My mother taught me it is stupid to cut off your nose to spite your face. We’ve been doing this for all the decades I can still remember. Back in the Carter Admin, I believe, we weaponized our food exports by refusing to send food to folks we didn’t like even if they willing to pay for it (did we think that’s what Jesus would do, starve the hungry?). People found other folks to buy from and our overseas sales took years to recover. Meanwhile we had to pay subsidies to farmers, a tax on us, because they lost much of their revenue. We do this over and over and it really became serious starting with his Trumpness, copied by his successor. Don’t we get it? China has 1.5 bil people with a brain. Admittedly, these folks are not all geniuses but if even if only 2% are, that’s 30,000,000 very smart people! Doesn’t anyone get that their geniuses are just as smart as ours? I know they are, I’ve taught them. My school has two very successful MBA programs running in China. Not only don’t we get income from not working with them but we don’t get to know what they know. We never get to share in their reactions to what they learn from us. For many years the US gained much strength, not only from our resources, but also from what we took from others. We were pretty independent but as our way of life became increasingly expensive we were forced to work with others. We may find rare earths we need for modern society in the US eventually, but China processes more of that metal than everyone else put together and they have more than anyone else. Where the US was in the 1950s doesn’t count anymore. Any kid can tell you what counts now. All this messing around with Xi is political crap. Come on, a powerless balloon, with no controls drifting aimlessly here and there is a major threat? Be serious. We look ridiculous throwing a hissy fit about a balloon. When we actually mattered to the world we would send their foreign minister a stern diplomatic note and set up a meeting to yell at them in person. Now we cancel the meeting and threaten to do stuff to them they can already overcome. Oh yeah, we do have Marjorie to yell at Biden in her prom dress so shake, shake with fear everyone. Do we really understand how stupid we look to the world right now? More nose cutting ….

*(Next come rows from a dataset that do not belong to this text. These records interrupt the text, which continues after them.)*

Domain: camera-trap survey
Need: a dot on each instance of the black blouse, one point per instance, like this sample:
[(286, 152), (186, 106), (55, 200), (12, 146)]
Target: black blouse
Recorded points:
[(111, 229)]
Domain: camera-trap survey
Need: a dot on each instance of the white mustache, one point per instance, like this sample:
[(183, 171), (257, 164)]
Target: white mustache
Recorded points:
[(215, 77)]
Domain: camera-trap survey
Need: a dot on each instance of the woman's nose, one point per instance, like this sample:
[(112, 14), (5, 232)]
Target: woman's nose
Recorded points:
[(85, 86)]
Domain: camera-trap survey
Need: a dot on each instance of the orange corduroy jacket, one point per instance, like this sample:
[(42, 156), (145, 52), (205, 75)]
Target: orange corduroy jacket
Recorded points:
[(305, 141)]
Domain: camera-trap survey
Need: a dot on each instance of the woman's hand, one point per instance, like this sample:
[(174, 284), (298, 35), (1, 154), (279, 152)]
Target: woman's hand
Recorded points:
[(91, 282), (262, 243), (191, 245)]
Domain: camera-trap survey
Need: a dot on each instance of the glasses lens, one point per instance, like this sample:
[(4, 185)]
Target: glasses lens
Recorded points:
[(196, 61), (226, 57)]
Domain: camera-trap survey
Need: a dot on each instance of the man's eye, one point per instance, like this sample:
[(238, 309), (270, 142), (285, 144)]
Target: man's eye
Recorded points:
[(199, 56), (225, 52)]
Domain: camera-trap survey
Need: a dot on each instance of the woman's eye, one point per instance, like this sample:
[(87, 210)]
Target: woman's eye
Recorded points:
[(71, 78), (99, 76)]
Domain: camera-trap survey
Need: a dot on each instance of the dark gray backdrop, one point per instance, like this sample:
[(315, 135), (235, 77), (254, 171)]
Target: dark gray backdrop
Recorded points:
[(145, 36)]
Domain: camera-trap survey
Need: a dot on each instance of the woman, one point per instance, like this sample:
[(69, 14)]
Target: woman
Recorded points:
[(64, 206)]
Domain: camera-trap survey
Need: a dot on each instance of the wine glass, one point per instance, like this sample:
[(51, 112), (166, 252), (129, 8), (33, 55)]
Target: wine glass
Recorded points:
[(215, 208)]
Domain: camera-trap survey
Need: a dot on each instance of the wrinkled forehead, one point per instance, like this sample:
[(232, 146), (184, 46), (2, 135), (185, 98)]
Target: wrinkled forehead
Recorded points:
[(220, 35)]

Wow. well put, Prof Lucky.
(FYI – the only listed non-Chinese rare earth minerals refiner I’ve found is Lynas in Australia. MP in the Us is building one, but at the moment they still have to send the ore they mine over to the PRC to be refined.)
As a past investor in Lynas my understanding is the refining was happening in Malaysia. Also rare earths are mis-named they are found many places in the earths crust, the ones from china were just the cheapest so nobody bothered to find other sources until the last few years.